Irving Azoff, a music industry honcho and founder of the licensing management firm Global Music Rights, which manages more than 40 artists, including the Eagles and Pharrell Williams, is claiming that YouTube does not have the performance rights to about 20,000 songs from the artists he represents.
However, Google, which owns the video-sharing website, does not appear to be concerned with the request to remove the songs, and it has failed to respond to GMR's request.
In a letter published on The Hollywood Reporter, a lawyer for GMR, Howard King, wrote a letter to YouTube requesting documentation that it did, in fact, have the licensing rights for the songs in question.
The letter reads, "Without providing a shred of documentation, you blithely proffer that YouTube can ignore the Notices because it operates under blanket licenses from performing rights organizations other than Global.

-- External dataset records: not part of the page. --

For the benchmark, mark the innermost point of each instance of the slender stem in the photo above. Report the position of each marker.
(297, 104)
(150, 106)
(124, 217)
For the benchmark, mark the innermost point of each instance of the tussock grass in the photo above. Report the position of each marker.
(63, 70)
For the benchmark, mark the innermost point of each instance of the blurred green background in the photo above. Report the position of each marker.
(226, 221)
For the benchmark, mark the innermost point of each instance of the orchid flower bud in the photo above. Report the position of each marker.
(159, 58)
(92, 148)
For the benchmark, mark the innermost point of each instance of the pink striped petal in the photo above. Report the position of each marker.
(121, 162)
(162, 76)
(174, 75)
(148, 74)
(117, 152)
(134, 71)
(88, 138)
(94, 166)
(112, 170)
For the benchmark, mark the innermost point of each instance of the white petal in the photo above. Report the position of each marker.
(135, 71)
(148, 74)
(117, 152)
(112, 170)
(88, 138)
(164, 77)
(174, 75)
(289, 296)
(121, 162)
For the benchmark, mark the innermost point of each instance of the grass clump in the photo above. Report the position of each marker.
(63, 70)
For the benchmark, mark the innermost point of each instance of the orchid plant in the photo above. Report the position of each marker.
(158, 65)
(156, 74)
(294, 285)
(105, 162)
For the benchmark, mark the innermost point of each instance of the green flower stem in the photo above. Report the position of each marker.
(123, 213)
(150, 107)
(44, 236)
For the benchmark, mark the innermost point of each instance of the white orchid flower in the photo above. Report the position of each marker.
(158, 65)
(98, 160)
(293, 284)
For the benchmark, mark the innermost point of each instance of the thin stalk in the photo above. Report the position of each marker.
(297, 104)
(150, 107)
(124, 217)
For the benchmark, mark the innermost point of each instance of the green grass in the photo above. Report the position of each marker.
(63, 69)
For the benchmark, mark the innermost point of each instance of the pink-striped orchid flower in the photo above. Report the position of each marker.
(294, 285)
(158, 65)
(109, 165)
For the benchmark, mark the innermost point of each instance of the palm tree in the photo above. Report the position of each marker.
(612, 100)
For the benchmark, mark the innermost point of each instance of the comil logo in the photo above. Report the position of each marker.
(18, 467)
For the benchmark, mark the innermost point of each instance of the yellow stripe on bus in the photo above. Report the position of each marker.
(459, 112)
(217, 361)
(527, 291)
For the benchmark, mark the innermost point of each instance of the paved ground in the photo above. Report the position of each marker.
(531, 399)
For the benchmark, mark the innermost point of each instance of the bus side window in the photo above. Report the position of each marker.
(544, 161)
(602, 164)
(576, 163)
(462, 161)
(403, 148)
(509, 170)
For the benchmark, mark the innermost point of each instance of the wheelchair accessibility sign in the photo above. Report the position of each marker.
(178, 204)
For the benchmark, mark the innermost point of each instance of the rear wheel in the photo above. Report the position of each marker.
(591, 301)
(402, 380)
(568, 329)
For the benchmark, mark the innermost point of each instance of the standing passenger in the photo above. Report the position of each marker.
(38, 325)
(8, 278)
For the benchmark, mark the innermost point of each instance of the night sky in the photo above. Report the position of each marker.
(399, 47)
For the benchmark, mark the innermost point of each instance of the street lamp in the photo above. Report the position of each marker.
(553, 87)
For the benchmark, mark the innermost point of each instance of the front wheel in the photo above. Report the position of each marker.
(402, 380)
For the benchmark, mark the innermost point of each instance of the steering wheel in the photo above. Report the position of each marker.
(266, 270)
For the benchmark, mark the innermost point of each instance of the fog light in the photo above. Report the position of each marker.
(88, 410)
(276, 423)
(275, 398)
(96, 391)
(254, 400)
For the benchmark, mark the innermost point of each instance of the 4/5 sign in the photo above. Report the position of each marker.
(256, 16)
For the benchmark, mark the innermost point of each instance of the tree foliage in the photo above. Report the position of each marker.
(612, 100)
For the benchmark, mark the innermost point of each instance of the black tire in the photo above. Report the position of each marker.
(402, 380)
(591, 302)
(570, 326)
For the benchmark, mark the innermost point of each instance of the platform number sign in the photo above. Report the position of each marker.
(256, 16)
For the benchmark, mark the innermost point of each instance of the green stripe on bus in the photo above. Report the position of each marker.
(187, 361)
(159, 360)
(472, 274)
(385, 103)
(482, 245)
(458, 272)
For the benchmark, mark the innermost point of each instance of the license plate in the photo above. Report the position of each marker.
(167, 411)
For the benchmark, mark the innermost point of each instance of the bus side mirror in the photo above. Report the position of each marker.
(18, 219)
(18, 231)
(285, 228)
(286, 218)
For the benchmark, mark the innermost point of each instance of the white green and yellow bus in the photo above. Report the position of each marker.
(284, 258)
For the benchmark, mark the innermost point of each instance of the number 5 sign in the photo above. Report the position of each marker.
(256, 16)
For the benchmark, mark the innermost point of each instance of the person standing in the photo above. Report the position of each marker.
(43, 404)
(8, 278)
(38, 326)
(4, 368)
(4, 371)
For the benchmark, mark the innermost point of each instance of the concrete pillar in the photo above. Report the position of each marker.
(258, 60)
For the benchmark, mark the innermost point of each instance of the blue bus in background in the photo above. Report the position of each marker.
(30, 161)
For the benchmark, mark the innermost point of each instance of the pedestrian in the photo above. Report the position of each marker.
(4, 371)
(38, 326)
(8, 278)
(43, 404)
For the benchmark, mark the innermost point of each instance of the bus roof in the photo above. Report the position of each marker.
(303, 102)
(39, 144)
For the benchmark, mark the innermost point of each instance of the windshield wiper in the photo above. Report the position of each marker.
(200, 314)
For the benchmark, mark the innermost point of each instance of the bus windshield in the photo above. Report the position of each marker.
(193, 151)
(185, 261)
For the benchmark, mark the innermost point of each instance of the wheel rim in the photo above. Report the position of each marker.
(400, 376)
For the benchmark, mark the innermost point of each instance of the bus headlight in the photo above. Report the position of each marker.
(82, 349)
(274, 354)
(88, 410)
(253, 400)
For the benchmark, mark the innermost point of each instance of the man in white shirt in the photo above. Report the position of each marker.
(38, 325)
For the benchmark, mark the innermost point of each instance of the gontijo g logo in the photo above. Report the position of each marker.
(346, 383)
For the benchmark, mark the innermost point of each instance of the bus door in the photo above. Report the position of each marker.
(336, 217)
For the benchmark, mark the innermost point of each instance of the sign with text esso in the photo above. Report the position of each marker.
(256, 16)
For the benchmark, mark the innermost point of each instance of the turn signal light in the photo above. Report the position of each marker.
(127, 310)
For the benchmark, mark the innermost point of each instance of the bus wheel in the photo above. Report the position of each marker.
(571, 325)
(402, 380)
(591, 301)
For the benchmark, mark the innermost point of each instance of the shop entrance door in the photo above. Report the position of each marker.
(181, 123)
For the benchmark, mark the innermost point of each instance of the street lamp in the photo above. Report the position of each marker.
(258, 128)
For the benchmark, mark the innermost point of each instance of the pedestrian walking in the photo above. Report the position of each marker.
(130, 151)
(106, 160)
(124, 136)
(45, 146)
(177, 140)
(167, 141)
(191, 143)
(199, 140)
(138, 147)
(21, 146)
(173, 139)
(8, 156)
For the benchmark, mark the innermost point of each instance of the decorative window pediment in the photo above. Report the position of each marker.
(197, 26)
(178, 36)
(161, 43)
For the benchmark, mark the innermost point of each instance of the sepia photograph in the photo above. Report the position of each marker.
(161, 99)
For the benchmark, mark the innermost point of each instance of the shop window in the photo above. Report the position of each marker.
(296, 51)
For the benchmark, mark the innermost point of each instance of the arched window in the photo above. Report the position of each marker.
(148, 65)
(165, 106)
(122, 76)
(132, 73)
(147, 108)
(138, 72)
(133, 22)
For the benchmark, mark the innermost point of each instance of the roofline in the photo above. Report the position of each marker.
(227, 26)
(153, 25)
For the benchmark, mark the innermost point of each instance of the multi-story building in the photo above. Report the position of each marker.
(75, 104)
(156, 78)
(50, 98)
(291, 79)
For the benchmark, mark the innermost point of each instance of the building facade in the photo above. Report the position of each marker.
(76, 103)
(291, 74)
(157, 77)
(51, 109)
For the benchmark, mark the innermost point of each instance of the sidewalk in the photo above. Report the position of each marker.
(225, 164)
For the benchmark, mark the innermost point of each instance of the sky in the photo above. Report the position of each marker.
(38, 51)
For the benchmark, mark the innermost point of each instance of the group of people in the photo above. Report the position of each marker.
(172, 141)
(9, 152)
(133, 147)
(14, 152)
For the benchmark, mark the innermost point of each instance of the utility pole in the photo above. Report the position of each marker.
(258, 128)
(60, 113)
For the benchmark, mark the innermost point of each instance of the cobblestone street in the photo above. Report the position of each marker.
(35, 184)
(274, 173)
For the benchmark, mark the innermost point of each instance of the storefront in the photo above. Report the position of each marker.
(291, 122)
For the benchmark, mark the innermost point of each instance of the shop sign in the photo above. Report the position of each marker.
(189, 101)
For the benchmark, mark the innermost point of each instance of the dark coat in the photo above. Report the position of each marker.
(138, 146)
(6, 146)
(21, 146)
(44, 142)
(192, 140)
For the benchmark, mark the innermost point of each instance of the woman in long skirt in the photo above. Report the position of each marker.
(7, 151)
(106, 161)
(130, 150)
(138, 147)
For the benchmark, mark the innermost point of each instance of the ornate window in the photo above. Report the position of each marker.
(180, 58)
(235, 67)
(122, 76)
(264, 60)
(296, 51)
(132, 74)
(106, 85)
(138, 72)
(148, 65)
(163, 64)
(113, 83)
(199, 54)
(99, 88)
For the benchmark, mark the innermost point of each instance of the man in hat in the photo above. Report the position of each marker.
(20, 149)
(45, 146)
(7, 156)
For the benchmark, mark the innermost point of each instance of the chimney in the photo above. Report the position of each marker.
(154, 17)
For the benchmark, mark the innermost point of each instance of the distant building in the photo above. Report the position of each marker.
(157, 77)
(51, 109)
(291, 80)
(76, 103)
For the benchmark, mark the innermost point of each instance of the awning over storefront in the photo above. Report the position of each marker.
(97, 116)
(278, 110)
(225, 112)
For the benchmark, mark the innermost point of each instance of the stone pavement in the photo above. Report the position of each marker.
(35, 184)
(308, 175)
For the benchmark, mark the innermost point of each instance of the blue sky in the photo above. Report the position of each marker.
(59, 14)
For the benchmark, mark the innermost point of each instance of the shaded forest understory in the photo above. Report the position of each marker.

However, you refuse to provide the details of any such license agreements, presumably because no such agreements exist for YouTube's present uses of the Songs in any service, but certainly with respect to its recently added Music Key service."
Earlier this month, a lawyer for Google, David Kramer, responded to the letter with one of his own, which explained that GMR had a "misguided" legal position. "This is now your third attempt to circumvent the straightforward DMCA notice-and-takedown process that Congress devised to handle situations like this," Kramer wrote.
Neither side is backing down, and it remains unseen who will be victorious in this billion-dollar fight.